Daß die Beklagte ihrem Sohn die Mietrechte nicht ausdrücklich überlassen hat (den gegenteiligen positiven Beweis hätte die Beklagte erbringen müssen), ist eine Tatsachenfeststellung, die im Revisionsverfahren nicht mehr überprüft werden kann. Demnach hatte sich der Oberste Gerichtshof nur mehr mit den eine stillschweigende Überlassung der Mietrechte an Josef C*** betreffenden Revisionsausführungen auseinanderzusetzen.

Gemäß § 863 Abs. 1 ABGB kann ein Vertrag nur durch solche Handlungen stillschweigend zustande kommen, die mit Überlegung aller Umstände keinen vernünftigen Grund, an einem entsprechenden Vertragswillen zu zweifeln, übrig lassen. Für die Konkludenz eines Verhaltens im Hinblick auf den rechtsgeschäftlichen Willen legt also § 863 ABGB einen strengen Maßstab an. Vor allem ist bei Annahme eines stillschweigenden Verzichts besondere Vorsicht geboten (Rummel RZ 14 zu § 863).
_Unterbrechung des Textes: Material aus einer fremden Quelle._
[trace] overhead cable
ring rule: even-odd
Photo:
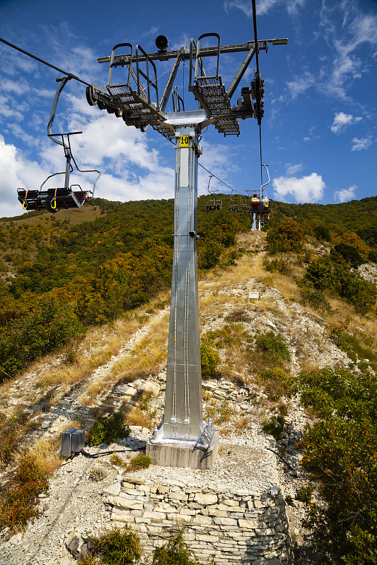
[[[255,3],[255,0],[252,0],[252,1],[253,3],[253,9],[254,9]],[[256,20],[255,20],[255,33],[256,34]],[[15,45],[14,44],[11,43],[9,41],[7,41],[6,40],[4,40],[3,37],[0,37],[0,41],[2,43],[5,43],[6,45],[9,45],[10,47],[12,47],[13,49],[15,49],[17,51],[19,51],[21,53],[23,53],[24,55],[27,55],[28,56],[35,59],[35,61],[39,61],[40,63],[42,63],[44,65],[47,65],[47,66],[50,66],[51,69],[54,69],[55,71],[58,71],[59,73],[62,73],[64,75],[66,75],[66,76],[69,76],[69,77],[71,77],[71,78],[74,78],[75,81],[78,81],[79,83],[81,83],[82,84],[85,84],[87,86],[91,86],[91,85],[89,83],[87,83],[85,81],[82,81],[81,78],[79,78],[79,77],[76,76],[76,75],[74,75],[72,73],[68,73],[66,71],[63,71],[62,69],[59,69],[59,67],[55,66],[55,65],[52,65],[51,63],[49,63],[47,61],[44,61],[42,59],[40,59],[40,57],[37,57],[36,55],[33,55],[32,53],[29,53],[28,51],[25,51],[25,49],[21,49],[21,47],[18,47],[17,45]],[[255,42],[256,42],[256,36],[255,36]],[[258,64],[257,49],[256,49],[255,54],[256,54],[256,59],[257,59],[257,69],[258,69],[259,68],[259,64]],[[173,142],[172,142],[172,143],[173,143]],[[262,163],[262,141],[261,141],[260,126],[260,162]],[[211,171],[209,171],[208,169],[206,169],[206,167],[203,167],[203,165],[201,165],[200,163],[199,163],[199,166],[202,167],[202,169],[204,169],[205,171],[207,171],[208,173],[209,173],[209,174],[211,174],[212,177],[214,177],[215,179],[216,179],[218,181],[219,181],[219,182],[221,182],[225,186],[227,186],[228,189],[231,189],[231,190],[232,190],[233,192],[236,192],[237,194],[239,194],[241,196],[246,196],[246,194],[245,193],[240,192],[239,191],[236,190],[236,189],[232,188],[232,186],[231,186],[229,184],[227,184],[226,182],[222,181],[221,179],[219,178],[219,177],[217,177],[216,174],[214,174],[212,172],[211,172]],[[260,166],[260,171],[261,171],[261,179],[262,179],[262,165]]]
[[[254,25],[254,44],[255,45],[255,61],[257,64],[257,76],[259,77],[258,80],[260,79],[260,75],[259,72],[259,56],[258,56],[258,40],[257,35],[257,8],[255,7],[255,0],[251,0],[251,4],[253,6],[253,23]],[[261,114],[261,101],[260,97],[258,95],[257,97],[257,112],[259,116]],[[261,120],[258,119],[258,124],[259,124],[259,152],[260,152],[260,186],[263,184],[263,169],[262,168],[262,128],[261,128]],[[262,191],[262,189],[261,189]]]
[[[63,71],[62,69],[59,69],[59,67],[55,66],[54,65],[52,65],[51,63],[48,63],[47,61],[44,61],[42,59],[40,59],[40,57],[33,55],[32,53],[29,53],[28,51],[25,51],[25,49],[21,49],[21,47],[18,47],[17,45],[14,45],[13,43],[11,43],[6,40],[3,39],[3,37],[0,37],[0,41],[2,43],[5,43],[6,45],[9,45],[10,47],[13,47],[16,49],[17,51],[19,51],[21,53],[23,53],[24,55],[28,55],[28,56],[31,57],[32,59],[35,59],[35,61],[39,61],[40,63],[43,63],[44,65],[47,65],[47,66],[51,67],[51,69],[54,69],[55,71],[59,71],[59,73],[62,73],[64,75],[66,75],[67,76],[70,76],[71,78],[74,78],[75,81],[78,81],[79,83],[82,83],[83,84],[86,84],[87,86],[91,86],[91,85],[89,83],[86,83],[85,81],[82,81],[76,75],[72,74],[72,73],[67,73],[66,71]]]

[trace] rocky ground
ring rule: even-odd
[[[250,234],[243,237],[241,244],[253,249],[262,251],[262,234]],[[289,344],[291,360],[290,371],[296,374],[303,367],[347,365],[349,359],[332,342],[325,338],[324,321],[312,312],[306,311],[294,301],[284,298],[282,293],[272,285],[267,285],[260,278],[253,277],[253,266],[258,260],[255,255],[250,260],[249,275],[244,280],[219,283],[216,280],[204,280],[199,283],[201,299],[216,292],[221,304],[214,304],[213,312],[206,307],[202,316],[202,331],[204,333],[224,324],[224,318],[230,312],[240,309],[248,310],[250,321],[245,323],[245,331],[254,334],[260,331],[274,330],[279,332]],[[372,275],[370,271],[367,274]],[[250,290],[260,292],[260,302],[250,302]],[[263,304],[263,307],[262,307]],[[35,420],[36,429],[28,438],[28,441],[37,439],[59,438],[61,433],[70,427],[72,420],[79,417],[86,426],[93,421],[91,406],[82,406],[80,398],[90,383],[105,381],[117,362],[128,355],[146,335],[149,328],[156,319],[167,316],[162,310],[151,316],[144,326],[138,330],[124,345],[120,351],[108,362],[98,367],[85,382],[72,388],[70,393],[61,398],[55,405],[44,410],[40,405],[30,406],[25,400],[40,380],[40,367],[30,371],[22,378],[16,379],[6,389],[1,410],[23,407],[30,419]],[[53,363],[50,362],[50,370]],[[165,393],[164,367],[157,376],[139,378],[137,381],[120,384],[111,390],[105,399],[106,406],[113,410],[128,404],[137,403],[140,393],[149,391],[151,396],[151,410],[156,411],[156,418],[162,415]],[[204,416],[207,407],[211,405],[219,409],[226,400],[231,411],[248,420],[244,429],[235,429],[232,418],[223,424],[219,454],[215,466],[211,471],[197,471],[190,469],[170,469],[152,466],[148,470],[138,471],[140,476],[160,477],[167,482],[179,480],[187,485],[201,485],[203,488],[224,483],[235,488],[253,488],[262,490],[270,485],[282,485],[286,497],[291,496],[293,505],[287,505],[286,511],[290,523],[292,539],[299,547],[296,563],[313,562],[305,554],[305,546],[310,545],[307,533],[303,530],[301,521],[303,516],[302,504],[294,501],[296,489],[306,481],[304,472],[300,468],[300,453],[296,444],[302,435],[308,416],[300,405],[298,398],[283,398],[288,407],[286,417],[286,431],[281,440],[277,442],[272,436],[262,431],[262,423],[272,415],[276,414],[276,404],[270,403],[263,388],[256,383],[238,384],[227,379],[204,382]],[[103,398],[100,402],[103,403]],[[92,407],[93,408],[93,407]],[[142,448],[145,441],[151,436],[151,429],[132,427],[131,435],[127,440],[117,444],[100,446],[86,449],[94,458],[79,455],[65,461],[51,477],[50,488],[46,496],[40,498],[41,516],[29,524],[24,533],[10,536],[6,531],[1,534],[0,541],[0,565],[21,565],[22,564],[74,563],[66,549],[66,543],[74,530],[79,535],[86,533],[99,534],[112,527],[110,513],[103,503],[103,491],[120,478],[119,468],[110,463],[109,455],[102,455],[108,451],[126,450],[120,453],[125,460],[133,452],[129,449]],[[93,469],[100,469],[103,478],[93,480]],[[3,475],[3,482],[6,480]],[[70,538],[71,536],[71,538]],[[303,548],[303,549],[302,549]]]

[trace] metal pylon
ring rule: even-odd
[[[180,112],[180,121],[185,121],[182,114],[185,113]],[[204,112],[187,114],[200,118]],[[175,131],[174,254],[165,415],[152,441],[188,440],[203,444],[206,424],[202,407],[197,261],[199,130],[191,123],[175,126]]]

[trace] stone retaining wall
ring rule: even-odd
[[[116,522],[132,526],[150,554],[185,524],[185,539],[209,563],[280,565],[291,562],[284,497],[278,487],[262,493],[226,488],[151,486],[132,477],[109,487],[104,501]]]

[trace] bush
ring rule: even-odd
[[[345,243],[340,243],[338,245],[335,245],[333,249],[331,250],[330,256],[336,261],[337,254],[339,254],[351,267],[356,269],[359,265],[365,263],[364,260],[354,247],[352,245],[347,245]]]
[[[202,343],[200,345],[200,355],[202,357],[202,376],[204,379],[210,379],[213,376],[220,362],[219,353],[211,345]]]
[[[331,241],[331,234],[327,225],[317,225],[314,228],[314,233],[317,239],[324,239],[325,242]]]
[[[269,253],[299,251],[304,231],[294,220],[285,218],[282,223],[271,227],[266,241]]]
[[[291,359],[286,343],[279,333],[276,334],[272,331],[257,334],[255,345],[260,351],[273,355],[275,359],[284,359],[286,361]]]
[[[279,273],[281,275],[288,275],[290,273],[288,259],[277,258],[269,261],[267,258],[265,258],[263,266],[269,273]]]
[[[13,471],[0,506],[0,529],[24,530],[32,518],[39,516],[38,494],[47,492],[47,474],[33,457],[23,454]]]
[[[127,470],[137,471],[139,469],[148,469],[152,464],[152,460],[149,455],[139,453],[133,457],[127,465]]]
[[[141,548],[140,540],[133,530],[126,526],[124,529],[115,528],[100,536],[89,537],[86,542],[91,547],[90,553],[100,561],[84,558],[79,565],[88,563],[100,563],[103,565],[133,565],[141,563]]]
[[[289,396],[292,392],[292,379],[284,369],[275,367],[261,371],[260,378],[271,400],[278,400],[282,395]]]
[[[152,565],[199,565],[199,561],[183,540],[183,530],[173,534],[168,542],[155,549]]]
[[[266,434],[273,436],[275,439],[279,439],[284,429],[284,417],[282,415],[272,416],[269,420],[264,422],[262,429]]]
[[[311,286],[318,291],[328,289],[353,304],[356,312],[366,314],[376,304],[376,285],[361,278],[359,273],[351,271],[342,256],[340,254],[335,256],[335,254],[311,261],[308,265],[305,278],[298,283],[303,289],[304,299],[309,302],[312,296],[315,298]],[[332,261],[331,258],[336,261]],[[323,297],[320,298],[323,302]],[[315,304],[314,300],[312,303]]]
[[[377,563],[377,383],[371,373],[325,367],[298,378],[318,420],[300,446],[325,504],[308,497],[306,524],[329,562]]]
[[[91,445],[111,444],[118,437],[124,438],[129,435],[129,428],[123,425],[123,414],[117,412],[111,416],[101,416],[91,429]]]
[[[371,249],[368,254],[368,261],[371,263],[377,263],[377,249]]]
[[[298,286],[301,291],[302,302],[304,305],[308,304],[314,310],[329,311],[330,306],[323,292],[318,288],[313,288],[308,281],[305,280],[298,281]]]
[[[311,502],[314,487],[313,484],[303,484],[296,491],[296,499],[308,504]]]
[[[105,479],[108,473],[106,471],[101,469],[100,467],[92,467],[88,473],[88,478],[91,481],[98,482],[99,481],[102,481],[103,479]]]

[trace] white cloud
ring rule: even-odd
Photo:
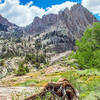
[[[49,13],[57,14],[66,7],[70,9],[75,3],[67,1],[60,5],[53,5],[46,10],[33,6],[32,4],[32,1],[26,5],[21,5],[19,0],[5,0],[4,3],[0,4],[0,14],[12,23],[19,26],[26,26],[30,24],[36,16],[42,17],[44,14]]]
[[[99,14],[100,16],[100,0],[82,0],[82,5],[93,14]]]
[[[60,5],[53,5],[51,8],[47,8],[46,14],[49,14],[49,13],[58,14],[60,10],[64,10],[66,7],[70,9],[74,4],[76,3],[66,1]]]

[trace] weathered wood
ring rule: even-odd
[[[46,97],[48,92],[52,95],[49,99]],[[60,79],[58,82],[48,83],[40,93],[34,94],[24,100],[35,100],[36,98],[43,96],[46,100],[78,100],[76,89],[65,78]]]

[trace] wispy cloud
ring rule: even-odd
[[[26,5],[21,5],[19,0],[5,0],[4,3],[0,4],[0,14],[12,23],[19,26],[26,26],[30,24],[36,16],[42,17],[44,14],[49,13],[57,14],[66,7],[70,8],[74,3],[67,1],[60,5],[53,5],[46,10],[32,4],[32,1]]]
[[[82,0],[82,5],[93,14],[100,16],[100,0]]]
Im vorliegenden Fall steht fest, daß die Beklagte ihrem Sohn ihr Unternehmen übertragen hat. Nur in diese Richtung gingen ihre Erklärungen. Sämtliche ihrer Handlungen sind eindeutig schlüssig in Richtung auf Überlassung eines Unternehmens. Wenn also darüber hinaus ein weiterer rechtsgeschäftlicher Wille behauptet wird, so wäre es Sache der Beklagten gewesen, zusätzliche Umstände zu behaupten und zu beweisen, die dartun, daß das im Hinblick auf die Überlassung des Unternehmens schlüssige Verhalten der Beklagten auch einen darüber hinausgehenden rechtsgeschäftlichen Willen zweifelsfrei erkennen läßt. Würde man nämlich in der bloßen Überlassung eines Unternehmens und in der dazugehörigen Duldung der Ausübung dieses Unternehmens in den dazugehörigen Geschäftsräumlichkeiten automatisch auch eine Übertragung der Mietrechte erblicken, so wäre grundsätzlich jede Unternehmensübertragung gleichzeitig eine Überlassung der Mietrechte betreffend jenes Lokales, in dem das Unternehmen betrieben wird. Dies ist aber nicht zwingend. Vielmehr kann aus einem nur im Hinblick auf die Unternehmensübertragung schlüssigen Verhalten noch nicht mit der nach § 863 ABGB gebotenen Sicherheit auf die gleichzeitige Übertragung der Mietrechte geschlossen werden. Da die Beklagte außer den festgestellten Umständen keine weiteren Tatsachen bewiesen hat, die einen zwingenden Schluß auf einen zusätzlichen rechtsgeschäftlichen Willen betreffend eine Übertragung der Mietrechte zulassen würden, haben die Vorinstanzen eine solche Übertragung mit Recht nicht angenommen. Die Kostenentscheidung gründet sich auf die §§ 41 und 50 ZPO.